La forme recommandée est « au temps pour moi » (en trois mots, avec « temps »). C’est celle que retient l’usage de référence pour reconnaître son erreur. « Autant pour moi » est très répandue, mais elle est généralement considérée comme fautive — même si quelques spécialistes la défendent. Dans un écrit soigné, écris « au temps pour moi ».

Que signifie « au temps pour moi » ?

Avant de trancher entre au temps pour moi ou autant pour moi, encore faut-il savoir ce que l’expression veut dire. On l’emploie pour reconnaître qu’on s’est trompé : une manière élégante et un peu enjouée de dire « je me suis trompé, c’est ma faute, je reprends ». Elle sert à admettre son erreur sans lourdeur, souvent à l’oral, dans une conversation.

  • « Le rendez-vous est mardi… au temps pour moi, il est mercredi. » (je rectifie mon erreur)

  • « J’avais dit trois, au temps pour moi, ils sont quatre. » (j’admets m’être trompé)

Le sens est donc clair : celui qui parle avoue une méprise et corrige. Reste à comprendre pourquoi cette idée s’écrit « au temps » et non « autant ».

« Au temps pour moi » : la forme recommandée et son origine

Si la graphie « au temps pour moi » l’emporte dans les ouvrages de référence, c’est en raison de son origine, que l’on rattache traditionnellement au vocabulaire militaire et musical. Le commandement « au temps ! » servait à marquer un temps, un rythme : à la gymnastique ou à l’exercice, quand un mouvement était mal exécuté, on lançait « au temps ! » pour tout reprendre au bon moment, au temps voulu.

Par extension, dire « au temps pour moi », c’est reconnaître que l’on s’est trompé et qu’il faut recommencer : le « temps » à reprendre, c’est le mien, à cause de mon erreur. On retrouve la même logique en musique, où « au temps » marque la reprise d’une mesure. Cette filiation explique pourquoi la forme correcte de au temps pour moi ou autant pour moi retient le mot « temps ».

À noter

L’origine exacte de l’expression reste discutée, et les ouvrages de référence le reconnaissent eux-mêmes. Mais c’est bien « au temps pour moi » qui est retenu comme la graphie correcte dans l’usage soutenu.
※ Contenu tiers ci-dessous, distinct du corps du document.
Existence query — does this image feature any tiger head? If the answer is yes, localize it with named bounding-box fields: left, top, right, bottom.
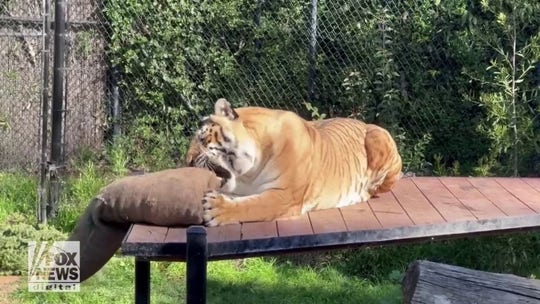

« Autant pour moi » : la forme la plus courante… mais contestée

Alors, pourquoi tout le monde écrit-il « autant pour moi » ? Parce que cette graphie semble logique. On l’interprète spontanément comme « donnez-moi autant », « à moi aussi la même chose », ou « autant d’erreurs à mettre sur mon compte ». L’oreille n’entend aucune différence entre les deux formes, et « autant » paraît plus naturel que le mystérieux « au temps ».

Cette forme est si répandue qu’une partie du public la considère comme normale. Quelques linguistes ont même défendu « autant pour moi », estimant que l’expression pourrait venir d’une tournure ancienne parfaitement sensée. Le débat entre au temps pour moi ou autant pour moi n’est donc pas totalement tranché sur le plan historique.

Il reste cependant que, dans les dictionnaires et les guides de bon usage, « au temps pour moi » demeure la forme recommandée. « Autant pour moi » est toléré à l’oral et très fréquent, mais il est prudent de l’éviter à l’écrit dans un contexte soigné.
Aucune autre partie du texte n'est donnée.